Unfortunately you had some legal battles because of this documentary involving Luke Weil. What made him sue you?
JJ: I think he was terrified. He hadn't even seen the movie and gossip columns just started to write about it and his family was telling him, 'You're an idiot. Why are you doing this?' And his friends are telling him, 'You shouldn't have done this. It was stupid of you.' And I think he panicked and freaked out and just irrationally tried to sue me. Unfortunately, for his sake he had forgot that he signed three releases while we were shooting the film. So he didn't have much of a case.
Do you guys get along now?
JJ: I've seen him around town in New York City and he since suggested we have lunch and hang out. We haven't done that.
In the outtakes, Luke refers to buying someone lunch and worrying that the only reason that person would have lunch with him is because they know he's paying. Then he goes on to say that because he's the one buying lunch, that makes the person he's eating with his "slave". Where does this mentality come from?
JJ: I think it comes from kind of what we were talking about. When you're born into a situation where everyone kisses your ass, where everyone listens to you and reveres you in a way just because you have money, you start to get accustomed to that lifestyle. And if you're not willing to examine it and say, 'Oh no its just been given to me. It's money. It's OK. I can talk about it. I can acknowledge it. It doesn't have anything to do with what I've done.' Then you start to believe that you're really superior to other people around you and you treat them that way. It's horrible.

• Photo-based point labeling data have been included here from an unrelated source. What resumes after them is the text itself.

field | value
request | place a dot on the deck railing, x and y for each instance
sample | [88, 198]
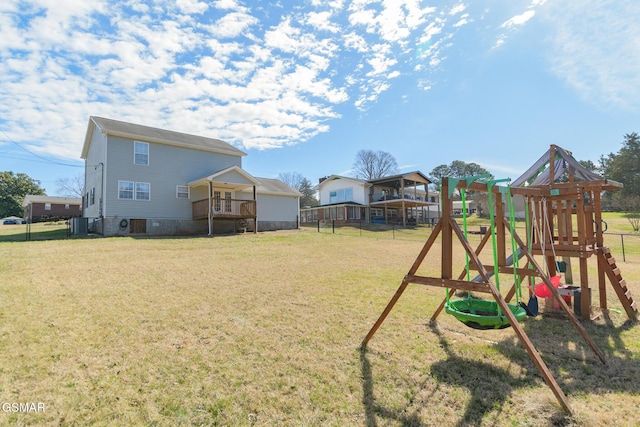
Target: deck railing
[224, 208]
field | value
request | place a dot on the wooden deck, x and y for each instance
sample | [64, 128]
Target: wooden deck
[224, 208]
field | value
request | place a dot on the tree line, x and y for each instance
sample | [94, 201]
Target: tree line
[622, 166]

There are other outtakes in the extras of some young socialites joking about their broken Rolexes and how passé it is to use public transportation. And as a journalist I'm supposed to be objective, but I was pretty appalled by hearing that.
But, knowing that audiences of all classes and backgrounds will be watching the film, are you afraid they will be put off quickly?
JJ: Well, I think if the film provokes a reaction it's successful. And I think that a lot of the things in the documentary are troubling to watch and hard to digest, but that's the power of the film. It forces you to confront a reality in a very direct way. And there's something undeniably real about it because it comes from my perspective and I'm a part of that world. I recognize it. I've grown up there and this is the reality of the situation.
This project was pretty ambitious of you to take on considering your upbringing and social class. Any regrets?
JJ: I don't have any regrets. I think you can always look back in hindsight and say the film could've been better and I think it could've. But as a concept of pursuing it I really don't regret it at all.
Do you think you're going to continue making documentaries or be interested in film or anything like that?
JJ: Absolutely. Currently I'm working on two other projects that I'm really excited about. They're both documentaries.
Is there anything you can tell me about the documentaries you have coming up?
JJ: I have another documentary I'm making that I can only really say continues on very similar themes regarding social class and the distribution of wealth in America.